Bitcoin is at the worst levels in 15 months as it breaks below $67K for the first time since October 2024.
It's part of a swan dive since $90K on January 28. That's a harsh fall in a very short period of time. Since October 6 when Bitcoin hit $126K, it's down 48% in the worst drawdown in years.
On the longer-term chart there isn't much support nearby. The November 2024 low was taken out today and there's not real support until $50K, where I would expect some large bids to appear.
The drop in bitcoin is coinciding with a rout in tech stocks, particularly highly valued Mag7 names and software stocks. The sense in markets is that the AI bubble needs to deflate and the capex is too high.
Google posted a massively impressive quarter with unreal cash generation but shares are down 4% on even larger capex. Whether that's a bubble in itself or whether that spending will lead to disruption elsewhere is causing a U-turn in risk sentiment so far this month
Unfortunately for bitcoin, it didn't benefit on the way up as risk appetite increased. Instead, it's looking like levered beta to tech, but only on the downside. That's a rough paradigm during a tech shakeout.
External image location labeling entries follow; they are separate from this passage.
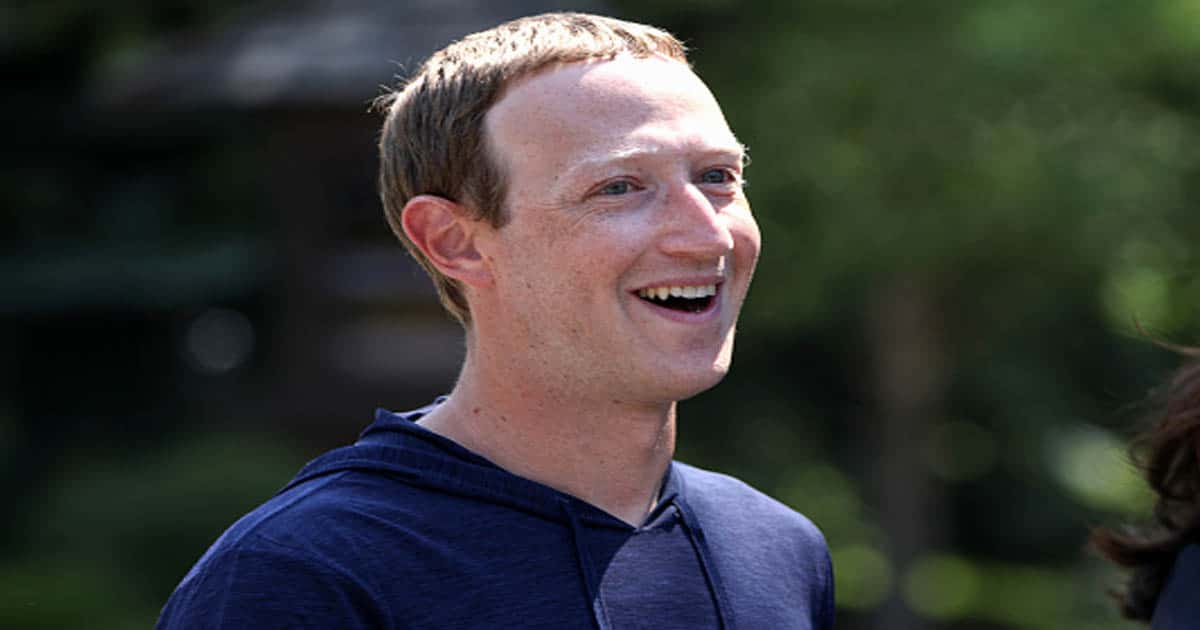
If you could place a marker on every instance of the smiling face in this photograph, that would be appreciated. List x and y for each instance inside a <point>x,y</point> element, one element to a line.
<point>629,246</point>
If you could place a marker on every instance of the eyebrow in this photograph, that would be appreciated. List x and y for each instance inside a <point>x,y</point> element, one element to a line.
<point>633,154</point>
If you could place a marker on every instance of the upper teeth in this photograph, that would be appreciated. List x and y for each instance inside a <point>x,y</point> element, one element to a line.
<point>663,293</point>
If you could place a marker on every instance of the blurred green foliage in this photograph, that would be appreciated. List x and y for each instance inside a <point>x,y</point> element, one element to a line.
<point>1029,173</point>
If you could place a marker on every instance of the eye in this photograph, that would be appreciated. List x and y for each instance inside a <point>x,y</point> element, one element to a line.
<point>616,187</point>
<point>719,175</point>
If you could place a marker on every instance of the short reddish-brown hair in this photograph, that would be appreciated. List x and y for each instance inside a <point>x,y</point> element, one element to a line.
<point>433,139</point>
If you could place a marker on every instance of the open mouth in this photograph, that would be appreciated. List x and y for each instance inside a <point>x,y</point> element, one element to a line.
<point>687,299</point>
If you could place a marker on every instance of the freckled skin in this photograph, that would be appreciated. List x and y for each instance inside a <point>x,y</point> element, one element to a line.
<point>607,165</point>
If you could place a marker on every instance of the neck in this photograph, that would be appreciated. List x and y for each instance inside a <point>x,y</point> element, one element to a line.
<point>611,454</point>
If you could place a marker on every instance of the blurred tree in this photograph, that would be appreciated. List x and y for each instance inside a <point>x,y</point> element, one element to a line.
<point>971,204</point>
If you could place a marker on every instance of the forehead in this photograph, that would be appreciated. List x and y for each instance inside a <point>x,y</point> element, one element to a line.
<point>606,109</point>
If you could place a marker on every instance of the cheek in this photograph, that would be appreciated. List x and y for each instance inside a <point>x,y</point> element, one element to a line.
<point>747,239</point>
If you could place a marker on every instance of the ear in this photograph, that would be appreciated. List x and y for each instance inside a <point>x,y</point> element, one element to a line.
<point>445,234</point>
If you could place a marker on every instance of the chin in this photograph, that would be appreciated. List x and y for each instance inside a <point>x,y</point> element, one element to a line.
<point>684,387</point>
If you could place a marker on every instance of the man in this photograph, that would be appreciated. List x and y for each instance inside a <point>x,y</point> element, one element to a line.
<point>575,192</point>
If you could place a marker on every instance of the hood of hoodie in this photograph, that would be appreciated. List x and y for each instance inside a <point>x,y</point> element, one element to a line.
<point>396,445</point>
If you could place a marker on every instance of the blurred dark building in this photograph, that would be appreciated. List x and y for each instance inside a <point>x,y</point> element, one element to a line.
<point>228,264</point>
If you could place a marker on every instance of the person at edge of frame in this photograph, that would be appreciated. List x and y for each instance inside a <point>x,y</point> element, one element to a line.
<point>1164,558</point>
<point>576,195</point>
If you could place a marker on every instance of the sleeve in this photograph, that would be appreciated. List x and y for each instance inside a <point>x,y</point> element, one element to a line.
<point>1177,606</point>
<point>827,607</point>
<point>268,586</point>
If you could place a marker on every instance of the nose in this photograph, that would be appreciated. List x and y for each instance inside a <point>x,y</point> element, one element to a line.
<point>694,227</point>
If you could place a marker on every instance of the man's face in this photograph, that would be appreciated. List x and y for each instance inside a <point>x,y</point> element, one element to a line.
<point>624,186</point>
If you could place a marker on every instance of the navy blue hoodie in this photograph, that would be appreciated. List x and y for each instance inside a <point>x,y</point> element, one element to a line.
<point>1179,609</point>
<point>406,529</point>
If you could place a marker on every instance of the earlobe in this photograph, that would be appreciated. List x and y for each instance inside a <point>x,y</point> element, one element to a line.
<point>442,231</point>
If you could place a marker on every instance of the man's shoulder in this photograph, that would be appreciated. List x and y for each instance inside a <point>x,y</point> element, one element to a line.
<point>737,504</point>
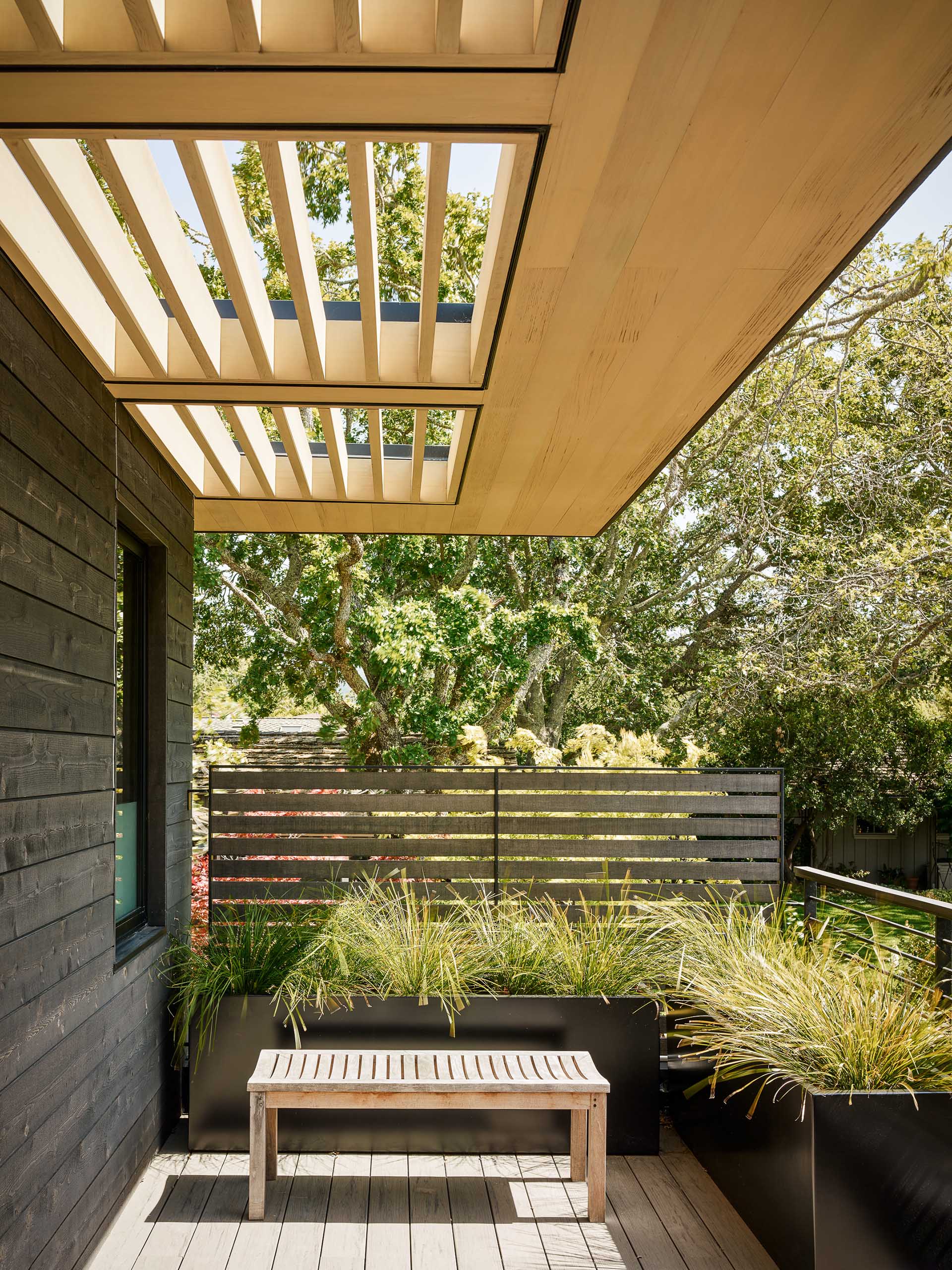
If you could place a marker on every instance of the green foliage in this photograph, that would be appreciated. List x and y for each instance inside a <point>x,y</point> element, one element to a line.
<point>382,940</point>
<point>781,1012</point>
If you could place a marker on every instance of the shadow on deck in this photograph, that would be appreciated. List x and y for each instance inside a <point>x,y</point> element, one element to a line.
<point>388,1212</point>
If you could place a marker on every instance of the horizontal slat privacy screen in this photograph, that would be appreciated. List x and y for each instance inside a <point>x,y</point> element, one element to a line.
<point>599,833</point>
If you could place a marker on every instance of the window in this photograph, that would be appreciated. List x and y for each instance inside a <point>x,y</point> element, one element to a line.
<point>130,734</point>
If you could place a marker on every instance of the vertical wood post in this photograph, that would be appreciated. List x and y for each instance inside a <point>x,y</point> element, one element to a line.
<point>944,956</point>
<point>257,1165</point>
<point>597,1157</point>
<point>211,783</point>
<point>495,835</point>
<point>810,893</point>
<point>579,1144</point>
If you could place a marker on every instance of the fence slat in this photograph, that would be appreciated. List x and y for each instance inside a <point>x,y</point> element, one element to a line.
<point>604,835</point>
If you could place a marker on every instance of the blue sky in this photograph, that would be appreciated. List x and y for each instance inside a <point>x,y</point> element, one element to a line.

With multiples in tech so high, these things can contract quickly. Another example is Palatir this week, which posted truly blowout earnings but has seen shares crater after an initial 10% pop. The company was trading at 50x sales and a 'good quarter' is no match for a compressing multiple.
Given those multiples, this tech selloff can run for awhile. Even at $40/share, Palantir is expensive on almost every metric.
In the bigger picture, I tend to think that bitcoin has lost its cool. The early adopters are in their 30s now and the sub-20 crowd don't see crypto as a path to riches. That's going to be tough to overcome as institutional money looks to AI and even gold instead.